Recent reports in both Al Jazeera and the Financial Times back up Holmes’ concerns. In separate stories, the two news outlets report that the US Securities and Exchange Commission has requested information from those involved in the listing of these “blank cheque” companies. The Financial Times notes that, while banks and law firms have “enjoyed lucrative rewards and fees” from SPACs, critics have been increasingly vocal over investor protection and incentives.  Al Jazeera reports that the regulator is concerned about underwriting the flood of deals coming from SPACs.

“This is the beginning of what I expect will be heightened scrutiny of trading and disclosures to investors arising from the surge of these transactions,” Doug Davison, a partner at Linklaters, told the Financial Times.

Are SPACs overvalued?

As valuations outpace the underlying fundamentals, there’s a danger that the SPAC boom is turning into a fad, with investors getting burnt in the process. The past month was particularly sobering, as the rise in treasury yields has caused a selloff in the market, with the IPOX SPAC Index experiencing an extended selloff at its February peak. Chamath Palihapitiya — a name now synonymous with blank cheque companies — even commented that “The SPAC market has taken a real beating,” on his podcast 

“When the price is moving up way faster than fundamentals can justify, that screams risk to us, and people who have those exposures are experiencing that risk today,” Matt Stucky of Northwestern Mutual Wealth Management told Bloomberg

Worryingly, the downturn in the performance of these investment vehicles has been more pronounced than the one seen in the wider market. A 9 March report from CNBC cites Bain & Co data showing that 60% of SPACs are lagging behind the S&P 500.

Taking a look at The Indxx SPAC & NextGen IPO Index, its top three holdings have all taken a bruising. Top holding DraftKings [DKNG] is down 15% over the past month and second-place Open Technologies [OPEN] has seen a steep 33% decline (as of 30 March’s close). In third place is Bill Ackman’s investment vehicle Pershing Square Tontine Holdings [PSTH] which has seen an 18% drop.

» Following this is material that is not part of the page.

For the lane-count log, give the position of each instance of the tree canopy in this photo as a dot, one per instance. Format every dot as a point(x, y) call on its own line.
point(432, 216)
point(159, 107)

“There have been too many new issue listings and the market simply cannot handle the overflow,” Christopher Matthaei, a partner at Elevation Securities, which conducts SPAC research, told Al Jazeera.

Where next?

Greater scrutiny means greater investor protection, and it’s unlikely that the SPAC will go away anytime soon — the City of London is already looking at how it can make it easier for SPACs to list so it doesn’t lose business to New York or Amsterdam.

SPACs are a way to raise cash for a listing, especially for innovative companies at a time when capital markets are under pressure. For example, Virgin Galactic listed via a SPAC. 

One route for those interested in SPACs could be to consider a fund that gives exposure to the overall SPAC market. For example, The Defiance Next Gen SPAC Derived ETF [SPAK] is down 16.42% over the past month. The fund gives a 60% weighting to IPO companies derived from SPACs and 40% to newly listed, pre-merger SPACs. So, while some of its constituents have taken a beating over the past month, investors aren’t nursing the same heavy losses as if they’d invested in individual SPACs.

The other route to exposure is waiting for a SPAC to complete. After all, the end result is still a listed company that can be assessed at a fundamental level.

Either way, the old adage of doing homework before investing applies as ever.